L’Afrique subsaharienne, à l’instar du monde, n’est pas épargnée par la pandémie du coronavirus qui, partie de la Chine en décembre 2019, a fini par affecter tous les pays de la planète. Les premières mesures prises par les autorités des différents pays du continent pour endiguer sa propagation furent de confiner les populations et, par conséquent d’arrêter les activités productives.

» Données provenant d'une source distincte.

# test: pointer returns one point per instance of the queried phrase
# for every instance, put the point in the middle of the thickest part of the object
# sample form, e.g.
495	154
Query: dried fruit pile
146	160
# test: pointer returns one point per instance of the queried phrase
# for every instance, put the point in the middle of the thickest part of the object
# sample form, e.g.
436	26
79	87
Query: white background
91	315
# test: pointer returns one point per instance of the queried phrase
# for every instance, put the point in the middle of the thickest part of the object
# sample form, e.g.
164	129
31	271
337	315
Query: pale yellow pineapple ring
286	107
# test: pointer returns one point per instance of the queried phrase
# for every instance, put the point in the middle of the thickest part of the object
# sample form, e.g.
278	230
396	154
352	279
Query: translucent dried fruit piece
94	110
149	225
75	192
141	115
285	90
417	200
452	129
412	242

Afin d’éviter un effondrement des économies, déjà vulnérables, la plupart des pays ont opté 4 mois plus tard pour une reprise progressive des activités économiques. A l’évidence, il s’agit de trouver un équilibre entre d’une part, un desserrement des mesures sanitaires d’urgence, accompagné du respect des gestes barrières et d’autre part, une relance graduelle de l’économie. En effet, d’après les évaluations de la CEA (Commission Economique pour l’Afrique), la COVID-19 va entraîner une baisse des recettes d’exportation en Afrique d’environ 200 milliards de dollars, avec une baisse de la croissance économique de 3,2% à environ moins de 2%. En plus, la baisse des prix des matières premières entraînera des pressions budgétaires pour la plupart des économies africaines.
Dans ce contexte, l’élaboration de politiques efficaces pour endiguer la COVID-19 et annihiler ses effets économiques, tout en préservant la stabilité macroéconomique, nécessite une intervention des partenaires au développement pour fournir non seulement des liquidités mais aussi un allégement des obligations à l’égard de la dette des économies africaines. En 2018 par exemple, l’Afrique subsaharienne a payé au total 35,8 milliards USD au titre du service de la dette extérieure, dont 9,4 milliards USD aux créanciers bilatéraux publics (soit environ 0,6% du PIB régional).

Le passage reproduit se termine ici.